Freitagnachmittag in Bad Nauheim, ein sehr ruhiger Sonnentag, in den großen alten
Parks des früher mondänen, jetzt etwas verstaubt wirkenden Kurorts,
sind tausende Menschen unterwegs.
Früher,
so hört man, waren hier Kaiser, Könige und Zaren zu Gange, promenierten, flanierten und defilierten um die Wette. Eng
verbunden ist die Stadt mit dem Namen Otto von Bismarcks und Elvis
Presley als der „King“ hat hier eine Stele erhalten, nachdem er
offenbar in recht beschaulicher Atmosphäre seine Wehrdienst
abgeleistet hatte.
Bis
heute ist Bad Nauheim geprägt von der Medizin, die nicht mehr „Kur“
genannt wird, sondern Medizinische Rehabilitation.
Wir
sitzen in einem Gartencafe in der Nähe des Pumpwerks der
Gradieranlagen.
Neben
uns ein Tisch, besetzt mit vier durchaus stattlichen Menschen, 3
Damen, ein Herr, alle so in den Fünfzigern und geschätzt nicht
unter 2 Zentnern Lebensgewicht, wohlgemerkt jeder um und über 100
Kilogramm, nicht etwa zusammen.
Der
Tisch gut gefüllt, große Tassen mit Milchkaffee, der Herr mit einem
großen Bier, dazwischen Kuchen- und Essensreste, das heißt, die Reste sind auf
den Tellern nur noch in winzigen Spuren zu vermuten, sie wirken
ansonsten blank, so als ob unser Hund seinen Napf akribisch blank
geleckt hat.
Von
der Seite sehe ich, dass der Mann bereits seinen Gürtel, hier passt
besser der Ausdruck „Leibriemen“, geöffnet hat. Wahrscheinlich,
damit es besser nachrutscht.
Die
Kellnerin hat mit dem Tisch gut zu tun, hinräumen, wegräumen im Takt.
Das
Gespräch dreht sich um die Rehabilitation in der Diabetes-Klinik.
Wir
hören über Ernährung, über Blutwerte, über Sport, den man
tunlichst vermeiden soll.

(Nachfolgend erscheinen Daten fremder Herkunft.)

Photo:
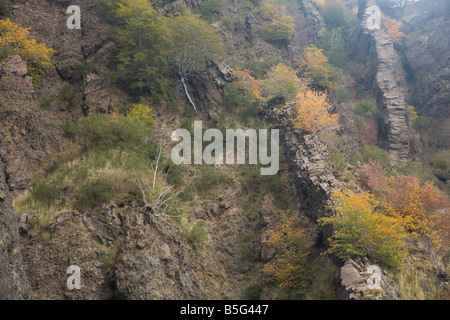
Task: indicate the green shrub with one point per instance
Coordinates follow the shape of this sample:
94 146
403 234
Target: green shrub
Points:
233 97
5 7
44 193
252 291
248 112
260 67
94 193
70 98
197 235
6 52
101 132
209 179
228 23
441 163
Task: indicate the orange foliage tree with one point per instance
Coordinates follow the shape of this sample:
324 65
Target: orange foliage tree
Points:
361 231
282 81
393 27
17 38
312 112
292 242
314 65
416 204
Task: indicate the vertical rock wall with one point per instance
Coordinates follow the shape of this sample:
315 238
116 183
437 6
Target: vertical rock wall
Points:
390 97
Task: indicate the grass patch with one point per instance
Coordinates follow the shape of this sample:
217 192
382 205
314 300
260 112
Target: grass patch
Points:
196 236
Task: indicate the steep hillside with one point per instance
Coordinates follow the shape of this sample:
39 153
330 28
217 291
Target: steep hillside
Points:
87 178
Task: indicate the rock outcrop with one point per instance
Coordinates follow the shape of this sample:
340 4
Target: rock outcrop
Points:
390 97
13 282
428 58
306 155
359 279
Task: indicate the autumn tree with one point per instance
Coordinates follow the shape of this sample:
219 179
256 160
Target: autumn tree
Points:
142 113
393 27
282 81
359 230
194 41
246 82
17 39
314 66
312 113
377 180
292 242
142 46
415 204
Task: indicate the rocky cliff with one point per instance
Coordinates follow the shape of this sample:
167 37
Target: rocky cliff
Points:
390 96
427 56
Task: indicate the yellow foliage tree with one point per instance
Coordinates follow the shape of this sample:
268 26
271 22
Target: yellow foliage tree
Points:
314 66
292 242
282 81
359 230
393 27
415 204
312 112
17 38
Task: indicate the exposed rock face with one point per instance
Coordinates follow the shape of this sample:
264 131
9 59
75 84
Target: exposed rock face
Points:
314 18
28 134
13 282
362 280
426 49
390 97
306 155
47 260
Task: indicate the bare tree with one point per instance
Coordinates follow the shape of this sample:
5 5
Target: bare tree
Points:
156 195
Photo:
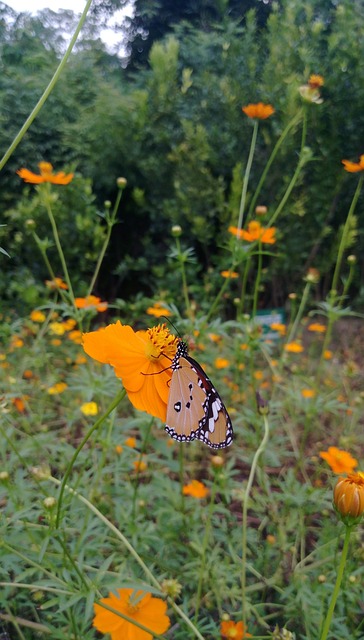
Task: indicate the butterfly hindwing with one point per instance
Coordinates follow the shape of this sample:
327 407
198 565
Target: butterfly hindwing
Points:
195 409
185 402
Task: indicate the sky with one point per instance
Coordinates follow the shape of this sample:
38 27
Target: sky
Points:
77 6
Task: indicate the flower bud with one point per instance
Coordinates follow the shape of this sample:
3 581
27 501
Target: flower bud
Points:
176 231
349 498
261 210
121 183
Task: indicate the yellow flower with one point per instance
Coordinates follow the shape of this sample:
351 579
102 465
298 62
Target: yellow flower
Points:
229 274
59 387
279 327
16 342
221 363
234 630
37 316
46 175
293 347
140 465
259 110
57 328
308 393
317 327
142 360
196 489
354 167
158 310
136 605
89 409
75 336
255 232
131 442
340 461
91 302
349 497
69 324
315 81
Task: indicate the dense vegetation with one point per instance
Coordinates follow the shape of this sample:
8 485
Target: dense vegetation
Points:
174 129
242 228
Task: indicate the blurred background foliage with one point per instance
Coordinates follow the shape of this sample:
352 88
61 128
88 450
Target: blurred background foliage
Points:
168 118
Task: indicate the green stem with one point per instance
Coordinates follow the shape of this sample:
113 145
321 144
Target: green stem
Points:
48 90
110 221
243 286
88 435
246 179
181 260
301 162
204 549
46 201
300 312
344 237
257 454
340 573
131 550
257 280
279 143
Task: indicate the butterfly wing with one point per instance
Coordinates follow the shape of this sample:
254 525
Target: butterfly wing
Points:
195 409
186 400
215 427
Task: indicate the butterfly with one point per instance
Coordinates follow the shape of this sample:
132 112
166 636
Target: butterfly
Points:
195 409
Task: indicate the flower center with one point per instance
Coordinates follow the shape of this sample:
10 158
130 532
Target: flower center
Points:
160 342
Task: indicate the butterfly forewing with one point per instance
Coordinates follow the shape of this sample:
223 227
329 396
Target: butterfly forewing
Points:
195 409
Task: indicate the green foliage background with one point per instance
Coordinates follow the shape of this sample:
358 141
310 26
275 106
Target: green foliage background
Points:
174 128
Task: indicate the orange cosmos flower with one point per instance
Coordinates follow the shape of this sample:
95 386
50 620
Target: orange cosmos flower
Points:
293 347
89 409
56 283
46 175
158 310
37 316
339 461
255 232
142 360
137 605
221 363
354 167
259 110
235 630
317 327
196 489
315 81
349 497
308 393
91 302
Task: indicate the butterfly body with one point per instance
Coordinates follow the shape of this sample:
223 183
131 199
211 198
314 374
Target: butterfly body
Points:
195 409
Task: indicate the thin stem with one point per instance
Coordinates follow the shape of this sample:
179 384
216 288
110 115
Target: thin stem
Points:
343 242
257 454
48 90
88 435
300 312
301 162
45 192
132 551
257 280
279 143
246 178
204 549
340 573
110 221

Das Thema Gewicht bleibt vernünftigerweise
ausgeklammert.
Der
Hauptinhalt des Erfahrungsaustauschs dreht sich allerdings um die
Vermeidung, die Vermeidung all dessen, was die Ärzte und Therapeuten
der RehaKlinik für die korpulenten Menschen als sinnvoll erachten.
„In
der Klinik ist Rauchverbot“ hören wir, der Ascher auf dem Tisch
der vier Rehabilitaten ist gut gefüllt.
Kurz
bevor die Gruppe aufbricht, wird die Strategie für die nächsten
Tage festgelegt.
Wir
lernen, dass immer montags in der Klinik die „Blutwerte“
kontrolliert werden.
Man
verabredet sich am Samstagabend wieder gemeinsam auszugehen, dabei kann man "nochmal richtig zuschlagen", dann wird es ernst. Sonntag
„normales“ Frühstück, ein „vernünftiges“ Mittagessen,
nachmittags kein Kuchen, das Abendessen reduziert, „später kein
Bier mehr“...
Und
Montag "stimmen dann die Blutwerte“ und danach „kann man wieder normal
weiterleben“.
Alle
Vier lachen sehr laut und zufrieden, bezahlen, sie legen zusammen und rüsten sich zum Gehen.
Als
sie aufstehen greift der stattliche Herr unter sein nach vorn weit abstehendes
T-Shirt, packt mit einer geschmeidigen Bewegung seinen breiten
Leibriemen und zieht ihn unter lautem Stöhnen und einer drehenden
Bewegung des Oberkörpers fest zusammen, nicht ohne sich danach mit
der flachen Hand auf den dicken, hängenden Bauch zu schlagen. Es
klatscht hörbar.
Die
Damen lachen laut und schallend, sie hauen sich nicht auf ihre
Pfunde, wahrscheinlich weil sie sich nicht nur im Bauch gesammelt,
sondern rundum gleichmäßig und rücksichtslos verteilt haben. Wohin sollten sie schlagen, damit
es auch richtig klatscht?
Medizinische
Rehabilitation, nicht mehr banal Kur genannt, in Bad Nauheim in 2016.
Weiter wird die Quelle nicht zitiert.